Meskipun di awal kemunculannya teori kritis mengkritik pemikiran Karl Marx, tetapi teori kritis juga menyampaikan kritik pada berbagai elemen dunia sosial. Disamping itu, teori ini juga menyasar pemikiran tokoh-tokoh intelektual selain Marx. Secara garis besar, teori kritis turut mengkritik konsep-konsep seperti sosiologi, positivisme, budaya, hingga masyarakat modern.

Kritik terhadap Positivisme

Teori kritis mengajukan kritik terhadap argumen utama positivisme yang menyatakan bahwa dunia sosial diatur oleh sejumlah hukum sosial yang bersifat pasti, mirip dengan hukum alam. Dalam pandangan teori kritis, positivisme menggambarkan manusia sebagai aktor yang pasif, di mana semua tindakannya ditentukan oleh hukum sosial ini.

Konsekuensinya, positivisme dianggap tidak memiliki kemampuan untuk menciptakan perubahan. Sebaliknya, daripada menantang sistem sosial yang dianggap tidak adil, positivisme akan mengklaim bahwa ketidakadilan adalah bagian yang tidak dapat dihindarkan dari hukum sosial yang bersifat pasti.

Kritik terhadap Sosiologi

Teori kritis mengkritik sosiologi sebagai cabang ilmu yang terlalu fokus pada metodologi, sehingga melupakan tujuan utamanya, yaitu “menciptakan masyarakat yang adil dan manusiawi”.

Layaknya kritik teori kritis terhadap positivisme, sosiologi dituding terlalu pasif, dan tidak memiliki keseriusan untuk membawa perubahan. Selain itu, kecenderungan sosiologi untuk membahas sebuah fenomena dari sudut makro (masyarakat) dinilai telah mengesampingkan posisi individu dalam dunia sosial.

Kritik terhadap Masyarakat Modern

Teori kritis melihat bahwa perkembangan teknologi, yang seharusnya membuat masyarakat modern menjadi lebih kritis, justru malah membuat mereka kehilangan kemampuan untuk berpikir kritis.
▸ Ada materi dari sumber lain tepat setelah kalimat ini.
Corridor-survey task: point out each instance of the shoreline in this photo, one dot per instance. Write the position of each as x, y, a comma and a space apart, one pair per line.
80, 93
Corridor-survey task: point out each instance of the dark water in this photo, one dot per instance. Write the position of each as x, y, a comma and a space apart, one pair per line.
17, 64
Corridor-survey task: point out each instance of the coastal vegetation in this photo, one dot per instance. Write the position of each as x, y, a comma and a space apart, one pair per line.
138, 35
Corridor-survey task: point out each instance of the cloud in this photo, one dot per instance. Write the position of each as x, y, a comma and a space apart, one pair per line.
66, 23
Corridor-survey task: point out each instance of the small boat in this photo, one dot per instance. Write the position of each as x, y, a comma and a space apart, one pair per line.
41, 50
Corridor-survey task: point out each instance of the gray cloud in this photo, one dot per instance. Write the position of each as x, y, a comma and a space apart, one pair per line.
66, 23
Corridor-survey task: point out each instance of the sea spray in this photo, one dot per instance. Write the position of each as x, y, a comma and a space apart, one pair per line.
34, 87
Bagi teori kritis, inovasi-inovasi di bidang teknologi (seperti kehadiran televisi dan internet) digunakan sebagai alat oleh para pemilik modal untuk menjinakkan masyarakat. Teori kritis menyatakan bahwa alih-alih didominasi secara ekonomi, masyarakat modern justru didominasi secara kultural, lewat bantuan inovasi-inovasi teknologi tersebut.

Kritik terhadap Budaya

Teori kritis memandang budaya (dalam kasus ini, budaya masyarakat modern) sebagai sesuatu yang palsu, dan diproduksi secara massal oleh media. Tujuan utama dari produksi budaya secara massal ini adalah, seperti yang telah dijelaskan dalam poin sebelumnya, untuk mengatur dan menjinakkan masyarakat.

Selain membahas tentang produksi budaya, teori kritis juga mengkritik instansi-instansi yang bertugas untuk memproduksi pengetahuan, seperti sekolah dan universitas. Bagi teori kritis, instansi-instansi tersebut telah berevolusi, dan memperluas pengaruh mereka di luar ranah pendidikan. Serta, di era modern, ilmu pengetahuan telah dijadikan alat untuk menjustifikasi keputusan-keputusan publik yang menguntungkan penguasa.

Pemikir Teori Kritis

Pemikir Teori Kritis
Sumber: Freepik.com

Teori kritis merupakan buah pemikiran dari beberapa tokoh besar yang mendirikan Institute for Social Research di Universitas Frankfrut pada tahun 1920. Tokoh-tokoh tersebut, yang karya-karyanya hingga saat ini masih terus dibahas di kalangan akademisi adalah Herbert Marcuse, Theodor Adorno, Max Horkheimer, dan Erich Fromm.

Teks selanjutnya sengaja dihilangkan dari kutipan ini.